The Marine Corps is in the early stages of a transition to buying “agnostic hardware” where physical platforms are decoupled from the software they run on, giving the service freedom to outfit its systems with the best software for the task at hand.
“You typically would buy a capability, you would buy some hardware, and the software would be installed on it. I think going forward, what we're marching toward is agnostic hardware,” Col. Jason Quinter, commanding officer of Marine Air Control Group 38, said today during a Defense News webinar.
“So, the hardware meets a certain performance specification for memory, processing, compute, storage [and] you're agnostic to what company built it. It's just commodity hardware, and that hardware can support the software that we would want to run on it,” he continued.
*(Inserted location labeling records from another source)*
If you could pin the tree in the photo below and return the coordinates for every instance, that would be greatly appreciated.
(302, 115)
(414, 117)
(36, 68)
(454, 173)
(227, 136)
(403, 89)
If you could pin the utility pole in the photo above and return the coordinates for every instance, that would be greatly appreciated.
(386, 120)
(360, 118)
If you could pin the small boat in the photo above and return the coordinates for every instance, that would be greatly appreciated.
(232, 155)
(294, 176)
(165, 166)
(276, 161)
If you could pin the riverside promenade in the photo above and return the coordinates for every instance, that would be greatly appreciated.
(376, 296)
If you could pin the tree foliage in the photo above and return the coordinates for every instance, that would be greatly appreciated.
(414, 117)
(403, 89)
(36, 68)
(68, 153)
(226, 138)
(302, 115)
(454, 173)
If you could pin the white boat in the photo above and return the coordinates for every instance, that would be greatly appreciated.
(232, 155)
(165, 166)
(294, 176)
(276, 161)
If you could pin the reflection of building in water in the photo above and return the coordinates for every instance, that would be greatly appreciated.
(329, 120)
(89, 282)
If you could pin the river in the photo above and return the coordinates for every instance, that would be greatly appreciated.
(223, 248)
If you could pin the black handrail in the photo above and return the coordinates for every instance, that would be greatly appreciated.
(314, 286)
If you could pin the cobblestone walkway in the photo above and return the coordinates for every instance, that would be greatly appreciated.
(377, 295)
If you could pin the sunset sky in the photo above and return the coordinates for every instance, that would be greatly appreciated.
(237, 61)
This idea is still at least five to 10 years away, Quinter said, but the Marine Corps is beginning to establish a foundation to make it a reality. Eventually, the concept could improve interoperability across the Defense Department by enabling more systems to talk to one another.
Currently, many programs of record have hardware interface issues that prevent them from communicating, Quinter said. But in a hardware-agnostic world, the Marine Corps and other service branches could implement their own software fixes to solve these issues.
“The way we're going to make the systems interoperable is through a development and use of [application programming interfaces] or we're going to stitch that software together to fix some of the interoperability problems ourselves,” he said.
The Navy is also taking steps to establish an autonomy baseline for its uncrewed systems, tasking technology company SOLUTE with building an archive of commercially available software and hardware for autonomous surface and undersea systems to help the service select and pair the best capabilities.